Serious questions are being asked about the health of eastern Australia's ecosystem as the number of waterbirds in the region plummets close to its lowest level in 30 years.
The University of NSW's latest Centre for Ecosystem Science confirmed a long-term drop in waterbirds, showing average numbers have slumped more than 60 percent in three decades.
The bad news continued in 2015, with the survey recording a fall compared to the previous three-to-five-year period, the ABC reports.
The annual survey looked at rivers, lakes and wetlands in Queensland, NSW, Victoria and South Australia.
It also examined the important ecologies of the Murray-Darling Basin and the Riverina.
The centre's project leader Richard Kingsford told Fairfax Media the decline in waterbird numbers was a negative sign for the broader environment.
"Waterbirds are the canary in the coalmine for the ecosystem because they track all of the processes and organisms that are difficult to track at a large scale," he said.

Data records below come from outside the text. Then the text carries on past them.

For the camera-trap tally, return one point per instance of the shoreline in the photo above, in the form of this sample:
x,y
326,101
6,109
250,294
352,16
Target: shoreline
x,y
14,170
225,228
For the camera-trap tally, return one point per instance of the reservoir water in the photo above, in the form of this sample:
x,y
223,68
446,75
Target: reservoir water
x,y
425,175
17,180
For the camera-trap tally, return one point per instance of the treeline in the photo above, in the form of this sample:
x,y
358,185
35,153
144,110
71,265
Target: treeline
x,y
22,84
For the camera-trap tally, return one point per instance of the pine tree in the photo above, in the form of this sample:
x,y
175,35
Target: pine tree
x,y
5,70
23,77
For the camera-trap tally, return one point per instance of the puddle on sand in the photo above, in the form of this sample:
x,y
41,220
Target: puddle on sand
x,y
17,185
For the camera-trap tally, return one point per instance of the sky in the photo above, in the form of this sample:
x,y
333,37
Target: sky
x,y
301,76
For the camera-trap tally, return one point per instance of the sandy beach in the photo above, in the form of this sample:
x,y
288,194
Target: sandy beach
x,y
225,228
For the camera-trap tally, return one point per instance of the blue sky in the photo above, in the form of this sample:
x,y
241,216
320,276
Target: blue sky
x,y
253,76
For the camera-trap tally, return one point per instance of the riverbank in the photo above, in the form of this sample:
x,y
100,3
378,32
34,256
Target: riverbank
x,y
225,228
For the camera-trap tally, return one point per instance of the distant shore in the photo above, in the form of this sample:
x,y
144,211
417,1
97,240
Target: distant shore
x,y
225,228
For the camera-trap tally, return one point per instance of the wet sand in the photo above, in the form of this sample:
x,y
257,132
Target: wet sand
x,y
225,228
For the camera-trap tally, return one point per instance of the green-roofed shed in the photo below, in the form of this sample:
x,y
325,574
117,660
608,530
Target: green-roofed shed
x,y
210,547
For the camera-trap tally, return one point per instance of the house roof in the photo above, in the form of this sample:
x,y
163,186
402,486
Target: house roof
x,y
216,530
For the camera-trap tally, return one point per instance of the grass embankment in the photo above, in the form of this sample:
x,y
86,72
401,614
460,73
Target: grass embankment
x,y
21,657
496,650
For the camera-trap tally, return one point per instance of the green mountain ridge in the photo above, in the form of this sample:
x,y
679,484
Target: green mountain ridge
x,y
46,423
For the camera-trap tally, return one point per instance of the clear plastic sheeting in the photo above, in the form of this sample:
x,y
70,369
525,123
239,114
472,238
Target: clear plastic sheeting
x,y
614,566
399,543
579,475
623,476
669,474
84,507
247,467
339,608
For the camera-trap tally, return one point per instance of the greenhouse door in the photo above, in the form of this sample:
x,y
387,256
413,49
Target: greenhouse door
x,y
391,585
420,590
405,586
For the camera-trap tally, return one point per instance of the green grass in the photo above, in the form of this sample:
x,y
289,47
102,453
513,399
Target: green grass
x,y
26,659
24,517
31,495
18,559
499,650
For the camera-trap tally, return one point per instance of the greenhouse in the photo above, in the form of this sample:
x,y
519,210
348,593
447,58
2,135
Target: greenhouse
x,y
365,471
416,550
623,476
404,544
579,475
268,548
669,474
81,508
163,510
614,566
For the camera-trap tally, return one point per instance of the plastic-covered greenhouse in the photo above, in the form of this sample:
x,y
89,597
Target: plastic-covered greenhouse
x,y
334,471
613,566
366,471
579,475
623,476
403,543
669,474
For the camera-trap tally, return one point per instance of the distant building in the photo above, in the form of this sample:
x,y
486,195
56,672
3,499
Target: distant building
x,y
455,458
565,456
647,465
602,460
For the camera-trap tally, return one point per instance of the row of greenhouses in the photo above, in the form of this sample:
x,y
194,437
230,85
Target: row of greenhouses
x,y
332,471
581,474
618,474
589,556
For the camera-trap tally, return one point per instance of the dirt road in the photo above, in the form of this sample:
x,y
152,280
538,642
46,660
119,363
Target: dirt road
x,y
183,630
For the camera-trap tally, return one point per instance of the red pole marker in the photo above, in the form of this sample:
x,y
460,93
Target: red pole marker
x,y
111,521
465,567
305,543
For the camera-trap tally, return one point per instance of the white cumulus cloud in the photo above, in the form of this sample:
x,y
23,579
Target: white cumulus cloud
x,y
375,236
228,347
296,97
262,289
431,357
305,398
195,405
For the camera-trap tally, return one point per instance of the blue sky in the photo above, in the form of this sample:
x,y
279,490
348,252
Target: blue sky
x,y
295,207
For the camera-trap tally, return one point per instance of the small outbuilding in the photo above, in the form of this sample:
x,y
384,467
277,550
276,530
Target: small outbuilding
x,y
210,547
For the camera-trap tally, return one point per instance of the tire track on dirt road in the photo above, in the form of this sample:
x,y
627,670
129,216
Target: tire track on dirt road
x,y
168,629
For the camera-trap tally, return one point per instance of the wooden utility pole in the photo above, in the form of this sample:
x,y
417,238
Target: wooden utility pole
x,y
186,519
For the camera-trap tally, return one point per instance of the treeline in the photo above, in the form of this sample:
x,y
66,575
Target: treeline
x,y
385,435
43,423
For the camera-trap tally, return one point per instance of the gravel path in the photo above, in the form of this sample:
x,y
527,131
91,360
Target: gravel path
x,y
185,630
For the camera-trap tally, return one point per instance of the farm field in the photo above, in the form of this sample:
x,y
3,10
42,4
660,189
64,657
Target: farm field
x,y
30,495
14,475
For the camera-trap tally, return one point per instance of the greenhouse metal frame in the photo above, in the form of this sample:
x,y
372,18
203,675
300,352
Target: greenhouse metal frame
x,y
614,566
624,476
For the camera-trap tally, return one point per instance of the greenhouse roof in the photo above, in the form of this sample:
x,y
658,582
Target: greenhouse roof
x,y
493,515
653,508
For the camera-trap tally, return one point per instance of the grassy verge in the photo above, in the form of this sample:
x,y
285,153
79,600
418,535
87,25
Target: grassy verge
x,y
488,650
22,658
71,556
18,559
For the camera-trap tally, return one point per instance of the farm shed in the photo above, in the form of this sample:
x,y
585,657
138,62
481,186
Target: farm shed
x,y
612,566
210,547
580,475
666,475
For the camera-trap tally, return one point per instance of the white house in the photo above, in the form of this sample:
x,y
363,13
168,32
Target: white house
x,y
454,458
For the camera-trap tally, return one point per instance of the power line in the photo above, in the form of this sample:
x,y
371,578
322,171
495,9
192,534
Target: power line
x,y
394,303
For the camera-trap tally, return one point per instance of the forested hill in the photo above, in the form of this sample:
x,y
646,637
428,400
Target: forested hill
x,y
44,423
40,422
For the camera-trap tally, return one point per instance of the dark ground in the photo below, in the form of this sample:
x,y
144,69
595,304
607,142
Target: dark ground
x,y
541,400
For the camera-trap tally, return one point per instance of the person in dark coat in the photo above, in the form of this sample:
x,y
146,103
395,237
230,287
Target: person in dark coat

"They are a great indicator of what is going on in the El Nino and La Nina cycles and what is going on in this drought we are in and the impact of water allocation policies."
The researchers said drought was largely to blame for the low waterbird numbers in the 2015 survey, with dry conditions causing more birds to die, or meant they were unable to thrive.
According to Kingsford, the survey results also indicated longer term environmental decay in areas like the Menindee Lakes, in far west NSW.
That area, especially around the town of Sunset Strip, was once known as an oasis in the middle of the desert, but these days most of the water has dried up.
Indeed, the Menindee Lake System is said to be at an all time low leading even to uncertainty over future water supply at Broken Hill.
Given the results of the waterbird survey, Kingsford is calling for the duck hunting season in Victoria and South Australia to be scaled back.
BirdLife Australia, a conservation group committed to protecting birds, also backed a crackdown on hunting in the wake of the survey.
The group's chief executive Paul Sullivan took to Twitter on Sunday:
Species in real trouble reportedly include the Australasian shoveler, glossy ibis and straw-necked ibis.